On Mon, 30 Jan 2012 14:26:00 +0000, Paolo Castagna 
<[email protected]> said:

    paolo> Welcome William.

Thank you.

    paolo> When possible, I do this sort of things locally. I get a
    paolo> copy of the data I need or small slices of it, I load
    paolo> everything in TDB and run my SPARQL queries locally.

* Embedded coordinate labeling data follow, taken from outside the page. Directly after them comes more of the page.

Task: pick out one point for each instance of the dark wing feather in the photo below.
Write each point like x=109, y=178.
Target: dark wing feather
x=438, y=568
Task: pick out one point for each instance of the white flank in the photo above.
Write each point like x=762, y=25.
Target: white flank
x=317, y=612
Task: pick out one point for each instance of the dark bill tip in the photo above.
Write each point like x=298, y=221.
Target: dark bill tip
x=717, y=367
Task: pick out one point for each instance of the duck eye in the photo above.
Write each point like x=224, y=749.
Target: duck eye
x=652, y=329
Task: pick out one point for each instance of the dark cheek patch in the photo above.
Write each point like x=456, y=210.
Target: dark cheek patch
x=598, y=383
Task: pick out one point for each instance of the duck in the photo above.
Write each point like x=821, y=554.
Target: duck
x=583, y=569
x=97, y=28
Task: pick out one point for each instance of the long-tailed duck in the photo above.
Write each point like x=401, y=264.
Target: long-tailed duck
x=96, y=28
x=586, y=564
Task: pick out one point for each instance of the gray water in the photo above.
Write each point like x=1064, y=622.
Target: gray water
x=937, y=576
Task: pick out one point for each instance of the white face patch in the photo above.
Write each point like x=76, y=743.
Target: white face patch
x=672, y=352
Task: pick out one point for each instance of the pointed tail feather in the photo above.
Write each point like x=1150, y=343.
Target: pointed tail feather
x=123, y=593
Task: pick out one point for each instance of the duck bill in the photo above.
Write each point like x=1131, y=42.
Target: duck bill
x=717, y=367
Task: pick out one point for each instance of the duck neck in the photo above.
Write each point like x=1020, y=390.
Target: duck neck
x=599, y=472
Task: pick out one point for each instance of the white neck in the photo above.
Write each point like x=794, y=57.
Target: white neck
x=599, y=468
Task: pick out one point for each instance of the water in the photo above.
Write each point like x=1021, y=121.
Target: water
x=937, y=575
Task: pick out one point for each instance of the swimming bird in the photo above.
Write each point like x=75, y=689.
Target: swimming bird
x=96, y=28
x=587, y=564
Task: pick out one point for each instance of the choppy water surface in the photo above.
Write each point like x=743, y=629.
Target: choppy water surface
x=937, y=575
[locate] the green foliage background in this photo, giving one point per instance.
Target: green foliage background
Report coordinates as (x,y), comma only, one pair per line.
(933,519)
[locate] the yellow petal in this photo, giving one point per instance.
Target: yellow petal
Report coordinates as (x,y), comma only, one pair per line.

Right. However for my applications (!!!) I don't want to do this
because:

  1. I cannot count on the remote data being available in bulk since
     some publishers habitually only make SPARQL endpoints available
     and not dumps.
  2. I don't know beforehand which slices of the data I will need,
     if I knew this I wouldn't need to run the query.
  3. I cannot count on having my own temporary local store to put
     intermediate results into.

    paolo> Looking at HttpQuery.java [1] that seems to me to be the
    paolo> case (and it is probably ok for the majority of use cases).

Perhaps. Although fixing this would improve performance by a
significant amount and should not break anything existing. And it
ought to be simple.

    paolo> See also/related:

    paolo>  "This feature is a basic building block to allow remote
    paolo> access in the middle of a query, not a general solution to
    paolo> the issues in distributed query evaluation...

Yes, I realise this and have read that caveat. I understand quite well
about pattern selectivity and the like.

I am perfectly happy for the query to take a long time to run as a
batch job as long as it doesn't consume a lot of RAM and that a
recoverable failure (e.g. of the HTTP response code 5XX kind not 4XX)
doesn't cause the whole thing to fail and lose the work already done.
"doesn't consume a lot of RAM" probably means "write results to
persistant storage or a file descriptor incrementally". That would
make Jena/ARQ useable in my application.